Luxury under the canvas of a yurt in Dorset
Jo Ind finds a luxury outdoors alternative for those indoorsy types who don’t do camping.
To appreciate my holiday staying in a yurt in deepest Dorset, there are a few things you need to understand, or rather there is only one thing – my husband.
To say my husband is anti-camping does not really do him justice. He is a man who claims you can catch a cold from sitting next to a window. He wears a hat if he has to sit under a skylight. When I took our three-year-old camping earlier in the year his last words to me were: “Make sure you bring him home if it starts to rain.”

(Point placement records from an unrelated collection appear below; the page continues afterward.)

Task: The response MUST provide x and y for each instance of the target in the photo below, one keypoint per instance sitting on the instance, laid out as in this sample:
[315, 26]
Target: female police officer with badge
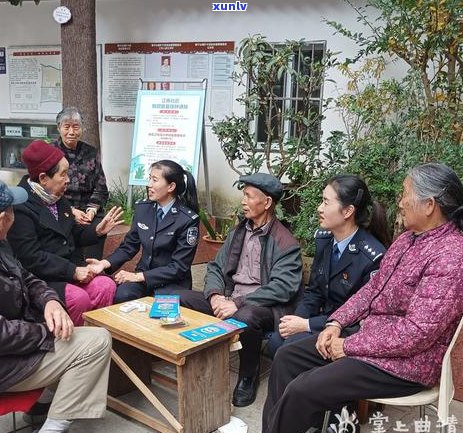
[349, 248]
[166, 227]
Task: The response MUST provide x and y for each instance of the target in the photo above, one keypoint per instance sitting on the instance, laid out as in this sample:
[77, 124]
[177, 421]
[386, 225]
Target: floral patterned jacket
[410, 309]
[87, 181]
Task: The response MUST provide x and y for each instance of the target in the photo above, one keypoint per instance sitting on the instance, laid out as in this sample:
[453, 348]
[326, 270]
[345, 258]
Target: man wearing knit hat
[45, 235]
[255, 277]
[39, 344]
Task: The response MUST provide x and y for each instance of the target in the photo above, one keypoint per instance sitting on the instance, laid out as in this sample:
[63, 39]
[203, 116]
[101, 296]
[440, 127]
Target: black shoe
[245, 391]
[37, 414]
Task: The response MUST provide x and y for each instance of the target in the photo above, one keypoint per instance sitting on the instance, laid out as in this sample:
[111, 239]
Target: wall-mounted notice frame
[166, 66]
[34, 74]
[168, 125]
[2, 60]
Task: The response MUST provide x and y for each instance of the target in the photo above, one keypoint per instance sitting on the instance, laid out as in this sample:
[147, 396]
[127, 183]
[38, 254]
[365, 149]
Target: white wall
[180, 20]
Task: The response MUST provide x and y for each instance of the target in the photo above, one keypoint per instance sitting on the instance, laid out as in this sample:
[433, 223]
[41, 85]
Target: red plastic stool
[18, 402]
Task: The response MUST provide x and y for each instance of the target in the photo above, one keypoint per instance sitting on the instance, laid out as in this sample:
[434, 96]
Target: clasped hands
[222, 307]
[329, 344]
[98, 266]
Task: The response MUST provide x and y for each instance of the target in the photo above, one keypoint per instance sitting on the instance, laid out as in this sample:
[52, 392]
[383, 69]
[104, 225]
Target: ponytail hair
[185, 185]
[369, 214]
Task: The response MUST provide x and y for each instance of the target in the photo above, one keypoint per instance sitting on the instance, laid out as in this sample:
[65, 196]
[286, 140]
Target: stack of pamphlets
[212, 330]
[165, 306]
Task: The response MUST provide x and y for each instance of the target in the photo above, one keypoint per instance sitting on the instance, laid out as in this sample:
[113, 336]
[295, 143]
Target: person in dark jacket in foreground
[255, 277]
[45, 235]
[38, 343]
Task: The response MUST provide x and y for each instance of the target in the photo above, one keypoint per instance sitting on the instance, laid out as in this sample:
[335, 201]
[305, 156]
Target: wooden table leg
[149, 395]
[204, 389]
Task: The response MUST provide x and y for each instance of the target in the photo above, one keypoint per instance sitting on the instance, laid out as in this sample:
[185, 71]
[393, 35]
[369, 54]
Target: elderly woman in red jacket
[407, 313]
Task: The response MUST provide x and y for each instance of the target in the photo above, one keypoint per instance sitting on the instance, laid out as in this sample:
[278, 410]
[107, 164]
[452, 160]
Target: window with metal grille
[292, 107]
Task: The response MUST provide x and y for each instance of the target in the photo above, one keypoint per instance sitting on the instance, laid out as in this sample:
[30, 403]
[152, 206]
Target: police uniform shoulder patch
[322, 234]
[192, 236]
[193, 215]
[143, 202]
[371, 252]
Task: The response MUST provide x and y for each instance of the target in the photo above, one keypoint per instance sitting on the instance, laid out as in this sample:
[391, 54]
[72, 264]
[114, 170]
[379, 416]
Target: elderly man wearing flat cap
[255, 277]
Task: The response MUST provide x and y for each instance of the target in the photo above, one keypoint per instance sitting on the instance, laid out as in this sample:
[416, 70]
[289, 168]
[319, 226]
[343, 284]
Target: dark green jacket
[280, 269]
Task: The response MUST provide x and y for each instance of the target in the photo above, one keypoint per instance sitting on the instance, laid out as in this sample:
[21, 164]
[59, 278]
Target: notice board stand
[169, 124]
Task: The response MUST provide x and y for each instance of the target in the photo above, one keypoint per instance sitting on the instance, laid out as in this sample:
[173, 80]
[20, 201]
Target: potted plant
[219, 229]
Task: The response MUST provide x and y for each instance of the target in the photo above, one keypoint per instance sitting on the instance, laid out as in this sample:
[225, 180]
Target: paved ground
[251, 415]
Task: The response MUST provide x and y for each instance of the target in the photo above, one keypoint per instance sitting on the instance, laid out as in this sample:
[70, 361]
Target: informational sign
[35, 79]
[168, 125]
[167, 66]
[2, 60]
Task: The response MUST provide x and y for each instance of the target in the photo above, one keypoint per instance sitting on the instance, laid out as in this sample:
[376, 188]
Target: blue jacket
[329, 288]
[167, 250]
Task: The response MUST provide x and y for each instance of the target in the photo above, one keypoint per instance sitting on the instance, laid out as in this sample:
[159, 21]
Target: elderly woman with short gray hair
[407, 312]
[87, 190]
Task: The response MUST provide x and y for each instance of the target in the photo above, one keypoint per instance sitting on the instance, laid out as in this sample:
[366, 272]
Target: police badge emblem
[192, 236]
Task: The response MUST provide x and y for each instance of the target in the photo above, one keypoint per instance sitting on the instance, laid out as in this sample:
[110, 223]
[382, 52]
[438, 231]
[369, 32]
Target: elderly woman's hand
[324, 340]
[337, 348]
[290, 325]
[80, 216]
[129, 277]
[112, 219]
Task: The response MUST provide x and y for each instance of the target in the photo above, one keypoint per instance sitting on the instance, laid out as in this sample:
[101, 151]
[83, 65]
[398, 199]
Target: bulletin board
[166, 66]
[168, 125]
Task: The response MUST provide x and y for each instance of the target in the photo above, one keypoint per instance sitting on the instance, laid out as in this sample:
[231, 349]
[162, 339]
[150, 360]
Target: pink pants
[98, 293]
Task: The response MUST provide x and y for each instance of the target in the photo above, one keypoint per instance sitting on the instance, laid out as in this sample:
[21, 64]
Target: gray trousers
[78, 369]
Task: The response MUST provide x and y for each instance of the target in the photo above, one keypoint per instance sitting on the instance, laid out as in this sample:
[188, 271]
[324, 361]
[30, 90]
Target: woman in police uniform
[349, 248]
[166, 227]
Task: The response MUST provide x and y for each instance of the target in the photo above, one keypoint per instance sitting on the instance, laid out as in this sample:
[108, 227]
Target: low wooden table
[202, 382]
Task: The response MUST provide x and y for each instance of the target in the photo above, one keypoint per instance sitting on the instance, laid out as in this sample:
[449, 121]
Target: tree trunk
[78, 48]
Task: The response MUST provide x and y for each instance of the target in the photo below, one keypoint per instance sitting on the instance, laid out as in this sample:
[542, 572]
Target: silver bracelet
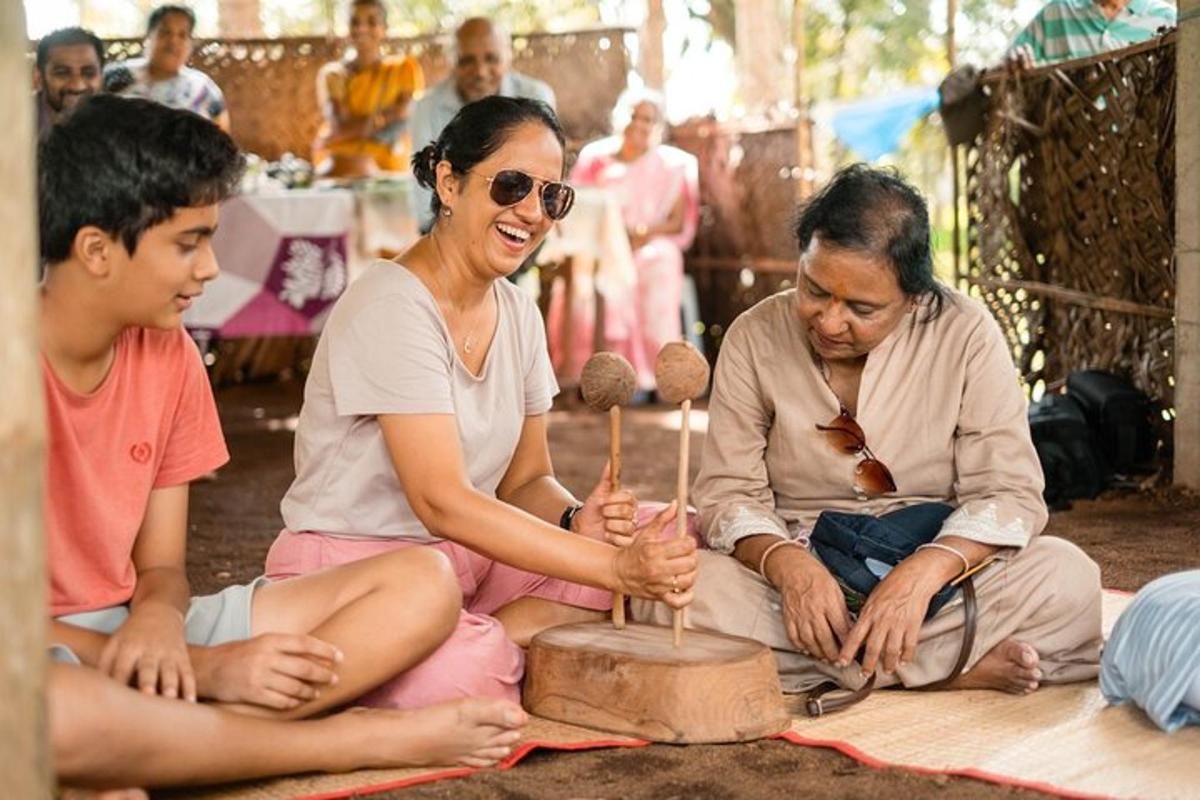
[766, 554]
[939, 546]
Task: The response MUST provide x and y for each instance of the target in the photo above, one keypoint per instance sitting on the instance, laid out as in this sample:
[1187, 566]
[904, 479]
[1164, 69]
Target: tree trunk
[24, 762]
[651, 46]
[761, 37]
[1187, 247]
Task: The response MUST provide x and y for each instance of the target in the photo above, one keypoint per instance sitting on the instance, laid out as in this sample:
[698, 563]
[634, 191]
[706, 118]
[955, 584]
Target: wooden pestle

So how was I to sell the idea of a holiday under canvas to him?
“Darling, I’d really like to have a break in a yurt. Would you like to come with me?”
“What’s a yurt?”
(How to explain without using the t-word?) “It’s a kind of big and round. It’s hand-made. Traditional. Beautiful craftsmanship.”
It was with some trepidation that we made our way down to Stock Gaylard, an 1,800-acre estate in North Dorset including 300 acres of woodland and an 80-acre deer park as well as three little yurts nestled on the edge of a field of maize.
We were greeted by a very friendly Andrew Langmead, who runs the estate having inherited it from his wife, Josi’s, side of the family. The family aims to provide an income for themselves and their tenants whilst managing the estate in a traditional and ecologically sensitive way.
Conservation is at its heart, so there are bushy hedgerows, wild flowers, old trees and wildlife corridors surrounding the fields. The yurts are designed to provide accommodation for holiday goers in a way that combines comfort with minimal impact on the environment.
Nonetheless, I was a little horrified to see a carbon-crusted kettle dangling over a little camp fire as we approached the site.
“Is that how we’re going to make a cup of tea?” I thought. “It’s been such a nice marriage. I really don’t want a divorce.”
But as Andrew showed us round, I found myself relaxing. There are three yurts, modelled on traditional Mongolian tents, on the site. One is a kitchen and living room. The other two are bedrooms sleeping up to four people.
“Oh how lovely,” I gasped as he opened up the living room yurt.
There was a rounded hand-made wooden sofa, a beautiful low oak table, a dresser which included two calor gas rings, a fridge and a hot water bottle. There was even a calor gas fire.
Phew! My marriage was going to survive.